While the Duke and his party are out hunting, Vincentio's friend Strozza is "accidentally" struck in the chest by an arrow; he is brought back to Lasso's house wounded. As he suffers from his wound, Strozza enters into a mental state of "inspired rapture" in which he foretells coming events; he warns Vincentio of his coming troubles and trials, though he also indicates that Vincentio can win out through patience and fortitude. The hostile and suspicious Medice recognises Vincentio's love for Margaret, and provokes Margaret's aunt Corteza to search for evidence of a clandestine romance. Vincentio's love letter to Margaret is discovered; spying on the two young people, Alphonso and his party discover the young couple's mutual affection. Bassiolo is comically caught up in his divided loyalties and his incriminating statements. Vincentio flees; Alphonso orders a pursuit, though he specifies that his son be apprehended but not harmed.

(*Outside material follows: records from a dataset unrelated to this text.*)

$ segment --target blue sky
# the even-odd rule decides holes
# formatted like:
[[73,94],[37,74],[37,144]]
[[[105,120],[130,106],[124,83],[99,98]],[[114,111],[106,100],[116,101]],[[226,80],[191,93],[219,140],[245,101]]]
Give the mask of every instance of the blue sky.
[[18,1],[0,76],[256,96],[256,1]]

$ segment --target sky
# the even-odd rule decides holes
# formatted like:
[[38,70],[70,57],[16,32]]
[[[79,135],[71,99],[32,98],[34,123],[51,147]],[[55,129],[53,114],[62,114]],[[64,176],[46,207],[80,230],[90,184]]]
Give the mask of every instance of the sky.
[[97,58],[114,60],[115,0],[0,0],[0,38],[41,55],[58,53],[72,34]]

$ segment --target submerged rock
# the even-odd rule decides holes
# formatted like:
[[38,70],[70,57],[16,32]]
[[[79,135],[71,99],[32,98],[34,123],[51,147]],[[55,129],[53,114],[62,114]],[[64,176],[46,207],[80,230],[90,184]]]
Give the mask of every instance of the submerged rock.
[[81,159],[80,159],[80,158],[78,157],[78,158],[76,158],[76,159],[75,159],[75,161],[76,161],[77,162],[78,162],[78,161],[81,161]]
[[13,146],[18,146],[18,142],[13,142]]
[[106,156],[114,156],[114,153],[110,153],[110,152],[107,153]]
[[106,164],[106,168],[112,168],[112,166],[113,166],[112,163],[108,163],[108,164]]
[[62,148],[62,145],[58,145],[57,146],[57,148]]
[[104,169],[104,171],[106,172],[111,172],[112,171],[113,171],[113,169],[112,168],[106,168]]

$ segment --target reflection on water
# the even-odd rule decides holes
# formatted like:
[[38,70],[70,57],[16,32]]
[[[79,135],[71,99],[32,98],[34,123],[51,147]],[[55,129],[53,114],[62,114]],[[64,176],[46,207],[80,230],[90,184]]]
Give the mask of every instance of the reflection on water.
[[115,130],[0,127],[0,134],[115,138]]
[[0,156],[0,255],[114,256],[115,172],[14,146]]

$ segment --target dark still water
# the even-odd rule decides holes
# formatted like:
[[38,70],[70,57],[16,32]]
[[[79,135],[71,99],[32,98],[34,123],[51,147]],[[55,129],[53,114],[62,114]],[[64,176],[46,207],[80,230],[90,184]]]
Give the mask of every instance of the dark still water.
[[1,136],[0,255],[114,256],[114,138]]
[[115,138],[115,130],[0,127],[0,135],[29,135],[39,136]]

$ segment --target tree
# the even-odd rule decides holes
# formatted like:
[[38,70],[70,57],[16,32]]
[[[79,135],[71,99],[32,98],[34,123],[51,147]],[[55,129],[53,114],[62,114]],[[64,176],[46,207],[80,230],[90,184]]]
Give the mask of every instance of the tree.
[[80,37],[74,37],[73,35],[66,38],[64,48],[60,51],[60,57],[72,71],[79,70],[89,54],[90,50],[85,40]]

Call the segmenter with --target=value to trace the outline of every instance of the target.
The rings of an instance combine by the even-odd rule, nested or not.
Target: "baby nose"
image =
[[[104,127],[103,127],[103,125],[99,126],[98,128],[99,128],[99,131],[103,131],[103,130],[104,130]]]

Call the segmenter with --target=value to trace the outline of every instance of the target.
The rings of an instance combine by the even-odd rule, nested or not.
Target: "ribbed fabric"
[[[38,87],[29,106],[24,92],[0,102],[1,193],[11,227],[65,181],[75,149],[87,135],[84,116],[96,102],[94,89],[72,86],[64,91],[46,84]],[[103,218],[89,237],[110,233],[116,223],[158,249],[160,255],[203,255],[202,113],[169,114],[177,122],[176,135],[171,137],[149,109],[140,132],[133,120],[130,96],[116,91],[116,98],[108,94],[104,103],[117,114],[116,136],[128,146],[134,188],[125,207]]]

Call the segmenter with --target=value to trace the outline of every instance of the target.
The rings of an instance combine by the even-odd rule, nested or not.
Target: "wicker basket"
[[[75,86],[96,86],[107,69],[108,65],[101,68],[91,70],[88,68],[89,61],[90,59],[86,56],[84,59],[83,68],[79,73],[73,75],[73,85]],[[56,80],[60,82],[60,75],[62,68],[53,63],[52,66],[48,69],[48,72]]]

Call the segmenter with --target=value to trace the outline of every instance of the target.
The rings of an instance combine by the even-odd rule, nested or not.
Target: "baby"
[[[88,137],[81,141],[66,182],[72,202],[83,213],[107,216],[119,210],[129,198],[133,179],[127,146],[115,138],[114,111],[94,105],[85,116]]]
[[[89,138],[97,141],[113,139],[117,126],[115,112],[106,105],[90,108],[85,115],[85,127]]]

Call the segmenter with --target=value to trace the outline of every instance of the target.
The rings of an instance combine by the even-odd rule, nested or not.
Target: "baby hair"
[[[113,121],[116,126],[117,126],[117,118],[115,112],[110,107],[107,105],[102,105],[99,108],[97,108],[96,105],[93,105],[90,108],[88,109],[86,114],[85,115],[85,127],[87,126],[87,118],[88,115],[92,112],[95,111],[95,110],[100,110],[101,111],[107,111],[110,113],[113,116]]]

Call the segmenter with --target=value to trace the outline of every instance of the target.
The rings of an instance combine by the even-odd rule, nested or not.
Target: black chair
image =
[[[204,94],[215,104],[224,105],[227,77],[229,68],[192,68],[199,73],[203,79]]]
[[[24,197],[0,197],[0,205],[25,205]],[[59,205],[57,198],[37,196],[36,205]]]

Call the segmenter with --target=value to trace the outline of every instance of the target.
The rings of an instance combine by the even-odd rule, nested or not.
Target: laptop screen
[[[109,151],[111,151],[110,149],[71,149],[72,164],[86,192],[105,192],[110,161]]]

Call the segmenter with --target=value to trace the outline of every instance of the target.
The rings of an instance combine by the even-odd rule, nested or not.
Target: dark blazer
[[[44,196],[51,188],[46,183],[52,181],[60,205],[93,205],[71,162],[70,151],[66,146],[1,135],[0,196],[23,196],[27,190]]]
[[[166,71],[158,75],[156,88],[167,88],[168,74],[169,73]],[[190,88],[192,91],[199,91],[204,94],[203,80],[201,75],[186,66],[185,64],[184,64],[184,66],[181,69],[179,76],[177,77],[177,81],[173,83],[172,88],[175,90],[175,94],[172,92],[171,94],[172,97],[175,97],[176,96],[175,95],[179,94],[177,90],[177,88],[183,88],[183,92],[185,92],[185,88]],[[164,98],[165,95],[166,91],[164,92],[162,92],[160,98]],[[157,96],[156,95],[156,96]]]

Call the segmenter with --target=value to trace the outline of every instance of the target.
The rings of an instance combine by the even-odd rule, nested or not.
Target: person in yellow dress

Medice, however, ignores the Duke's instructions, and wounds the prince severely once he's captured. Vincentio is brought back to Lasso's estate in a litter. Margaret is so desperate to avoid a forced marriage that she contemplates suicide, but lacks the will to go through with the deed; but she disfigures herself with a depilatory cream that leaves her face blistered. The Duke is now stricken with remorse and turns against Medice; he hands his erstwhile favourite over to Strozza for execution. Strozza wants, or says he wants, to kill Medice instantly without a chance for absolution — which provokes Medice into a confession of his faults. He admits that Strozza was shot and injured not by accident, but deliberately, because he is Vincentio's friend. He also admits that his true name is not Medice (like "the Medici"), but Mendice (as in "mendicant"); and that, far from being an aristocrat, he started out as a beggar and worked his way up to be king of the Gypsies.

Benivemus, the doctor who treated Strozza, is able to heal both Vincentio's wounds and Margaret's damaged complexion. The two are happily united at the end of the play. Bassiolo the usher is promoted to the Duke's household; Medice/Mendice is beaten and driven out by Pogio and the earl's pages.

In the play's final scene, Strozza delivers a speech that bears upon Chapman's attitude toward personal virtue and political authority:

...what's a prince? Had all been virtuous men,

 There never had been prince upon the earth,

 And so no subject; all men had been princes:

    A virtuous man is subject to no prince,

    But to his soul and honour, which are laws

    That carry fire and sword within themselves,

    Never corrupted, never out of rule....

Chapman's preoccupation with this concept, of the virtuous man who is his own moral authority, connects with his deep commitment to Homer, whose works he translated over many years; and it helps to explain why Chapman would soon abandon comedy, to devote himself to the tragedies in which he explored his concepts of "Homeric Idealism" more deeply.